Prime Minister Scott Morrison, who has
faced pressure over his climate and energy strategy in the wake of Australia’s deadly
wildfires,
has criticized opponents for pledging to target net zero emissions by
2050 without detailing how they’ll safeguard economic expansion.
“If we make the wrong decisions, not only would we be harming the
Australian economy, harming Australian workers, we would also be harming
the global environment,” Finance Minister Mathias Cormann said in an
interview on Sky News.
Australia’s plans will need to account for the production of
materials including liquefied natural gas, which is exported to markets
like China or Japan and typically displaces more polluting energy
sources, Cormann said. “We know that that helps reduce global emissions
by more,” he said.Following the fires, Morrison, who won a national election in May and
won’t face a new poll until late 2022, has appeared to signal he’ll
resist any quick shift to more extensive cuts to carbon emissions. His
Liberal-National coalition government also remains cautious over the
impact on a coal sector that employs about 50,000 workers, according to the Minerals Council of Australia, an industry group.
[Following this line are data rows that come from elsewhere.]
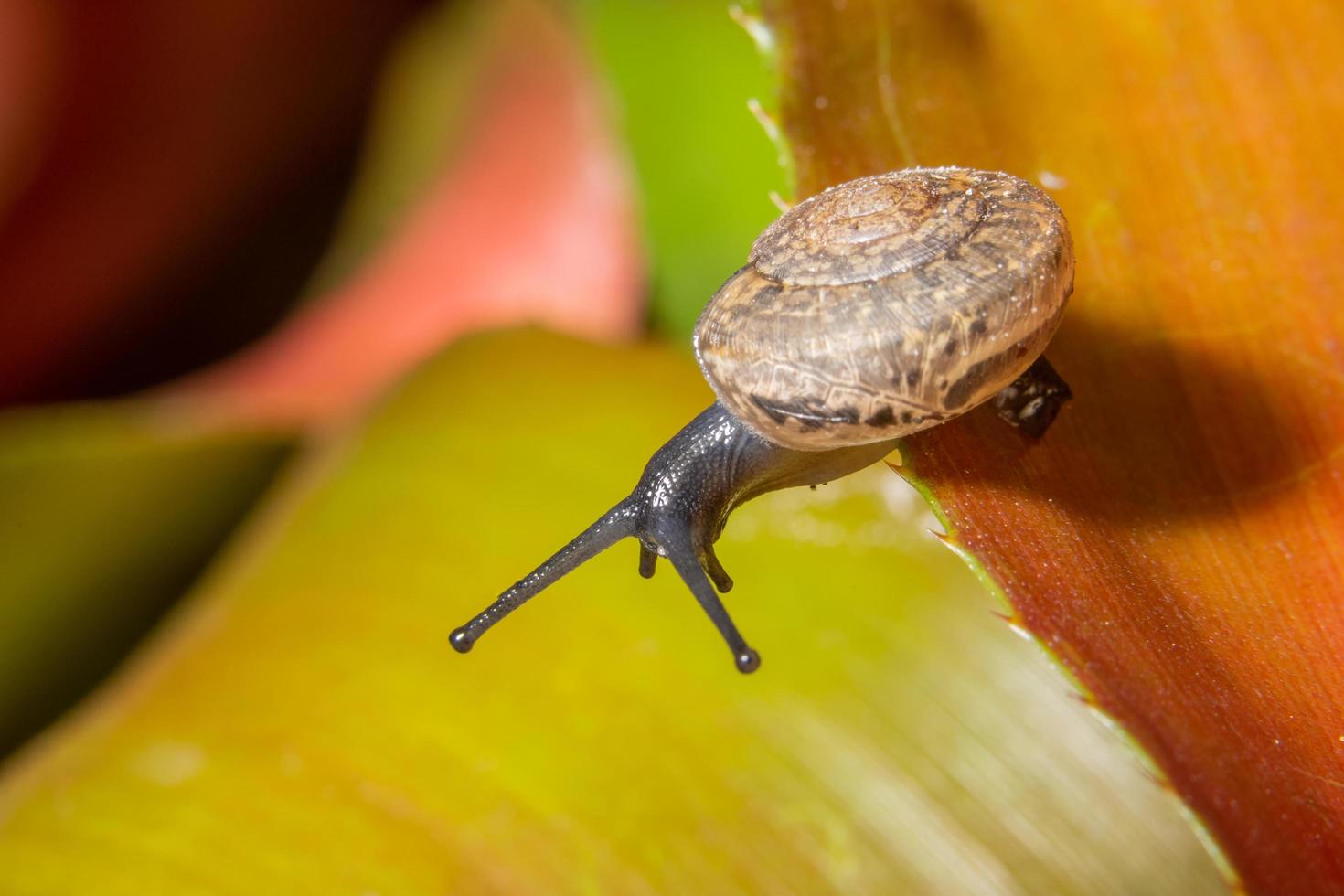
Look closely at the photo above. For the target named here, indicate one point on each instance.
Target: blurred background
(322, 323)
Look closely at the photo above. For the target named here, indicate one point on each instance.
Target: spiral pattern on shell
(886, 305)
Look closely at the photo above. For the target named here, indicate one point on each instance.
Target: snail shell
(886, 305)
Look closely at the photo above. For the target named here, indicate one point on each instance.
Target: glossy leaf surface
(1178, 539)
(304, 727)
(108, 511)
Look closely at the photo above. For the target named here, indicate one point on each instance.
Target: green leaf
(304, 726)
(683, 73)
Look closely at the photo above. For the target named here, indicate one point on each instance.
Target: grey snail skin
(874, 309)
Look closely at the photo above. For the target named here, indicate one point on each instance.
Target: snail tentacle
(612, 527)
(679, 508)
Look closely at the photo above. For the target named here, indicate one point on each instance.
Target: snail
(874, 309)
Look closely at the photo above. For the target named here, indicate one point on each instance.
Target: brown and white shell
(886, 305)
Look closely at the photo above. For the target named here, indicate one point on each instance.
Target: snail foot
(1034, 400)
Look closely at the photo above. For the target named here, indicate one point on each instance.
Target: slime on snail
(874, 309)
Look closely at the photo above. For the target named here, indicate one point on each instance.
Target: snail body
(874, 309)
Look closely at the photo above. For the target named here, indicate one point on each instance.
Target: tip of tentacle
(461, 640)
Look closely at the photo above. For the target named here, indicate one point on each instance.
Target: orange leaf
(534, 222)
(1178, 539)
(174, 128)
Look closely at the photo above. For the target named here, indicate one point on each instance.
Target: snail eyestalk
(679, 509)
(614, 526)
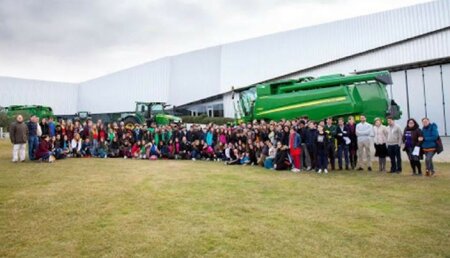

Morrison’s government will finalize long-term emissions
reduction proposals ahead of the United Nations climate summit in
Glasgow in November, Cormann said.
Australia may continue to be an
exporter of thermal coal in 2050, according to Anthony Albanese, leader
of the main opposition Labour Party, that’s targeting net zero
emissions by that date.
“That will be determined by the market and by international agreements,”
Albanese told ABC Television in an interview. “You don’t measure the
emissions where the original product comes from -- Japan isn’t
responsible for the emissions of every vehicle that’s built in Japan.”